D) Reduction for income from artistic activities obtained exceptionally

Regulations: Sixtieth Additional Provision of the Law IRPFABBR

From January 1, 2025, a 30 percent reduction can be applied to returns whole of work obtained exceptionally when each and every one of the following requirements is met: 

  • That the reduction provided for in article 18.2 of the Law does not apply to them IRPFABBR.

  • That derive from the elaboration of literary, artistic or scientific works referred to in article 17.2.d) of the Personal Income Tax Law, or from the special employment relationship of artists who carry out their activity in the performing, audiovisual and musical arts, as well as of persons who carry out technical or auxiliary activities necessary for the development of their activity.

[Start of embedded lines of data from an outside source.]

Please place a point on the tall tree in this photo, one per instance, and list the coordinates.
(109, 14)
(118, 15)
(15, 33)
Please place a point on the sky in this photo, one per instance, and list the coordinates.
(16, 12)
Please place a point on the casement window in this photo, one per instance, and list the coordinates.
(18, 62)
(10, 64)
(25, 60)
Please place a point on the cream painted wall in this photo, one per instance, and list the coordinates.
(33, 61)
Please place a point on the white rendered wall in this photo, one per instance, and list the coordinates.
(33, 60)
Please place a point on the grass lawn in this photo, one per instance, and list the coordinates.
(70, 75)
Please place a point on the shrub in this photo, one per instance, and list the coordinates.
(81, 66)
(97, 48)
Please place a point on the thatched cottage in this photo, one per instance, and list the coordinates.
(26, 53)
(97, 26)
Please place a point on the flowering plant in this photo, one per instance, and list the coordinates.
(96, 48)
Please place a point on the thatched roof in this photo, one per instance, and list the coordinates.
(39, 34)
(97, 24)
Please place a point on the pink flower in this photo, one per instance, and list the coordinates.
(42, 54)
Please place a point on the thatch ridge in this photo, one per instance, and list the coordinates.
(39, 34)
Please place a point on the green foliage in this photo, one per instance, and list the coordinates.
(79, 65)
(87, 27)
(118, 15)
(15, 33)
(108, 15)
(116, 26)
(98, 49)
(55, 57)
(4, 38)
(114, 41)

  • That exceed 130 percent of the average amount of income of this nature imputed in the three previous tax periods.

Once the aforementioned requirements have been met, 30 percent of the aforementioned excess will be reduced.

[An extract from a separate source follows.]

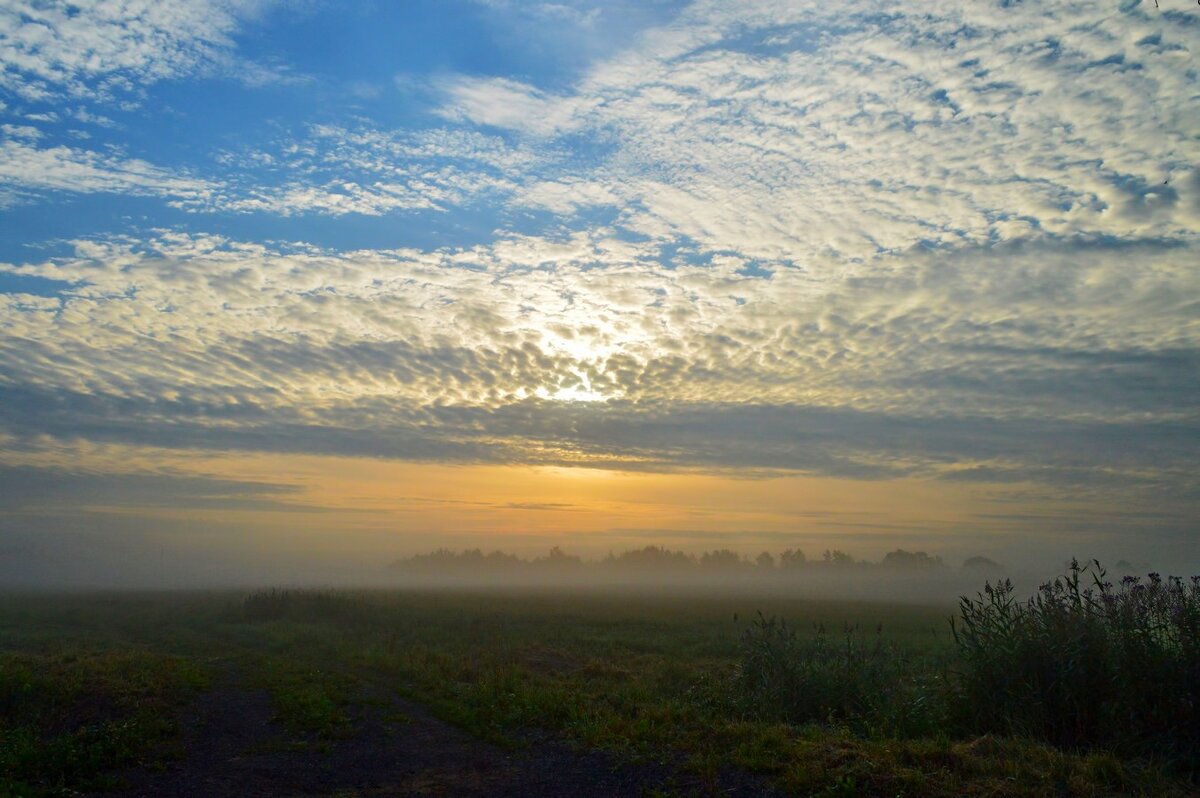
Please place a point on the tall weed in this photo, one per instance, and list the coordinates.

The amount of the full income to which this 30 percent reduction will be applied It cannot exceed the amount of 150,000 euros per year.

Example

Mrs. POR She works as an employee at a large science communication platform. He has an employment contract as a screenwriter.

In 2025, the platform launches a science documentary series that becomes a huge commercial success and Ms. POR He therefore earns a gross income of 350,000 euros.

Ms. POR's gross wages in recent years were:

2022: 125,000 euros

2023: 135,000 euros.

2024: 100,000 euros.

Determine if Mrs. POR You can apply the new reduction for income from artistic activities obtained exceptionally in 2025.

Solution:

The 30 percent reduction applies to the excess obtained in 2025 with respect to the average of the income that would have been attributed to him in the three previous tax periods up to a maximum of 150,000 euros. Therefore:

  • Average of imputed income in the three previous tax periods: (125,000 + 135,000 + 100,000) / 3 = 120,000.

  • 130% of the average of the previous income is: 130% * 120,000 = 156,000 euros.

  • Surplus obtained in 2025: 350,000 – 156,000 = 194,000 euros.

In this case, since 194,000 euros exceeds 150,000 euros, the 150,000 euro limit applies. Therefore, Ms. POR will reduce her total employment income by 30% of 150,000 euros = 45,000 euros.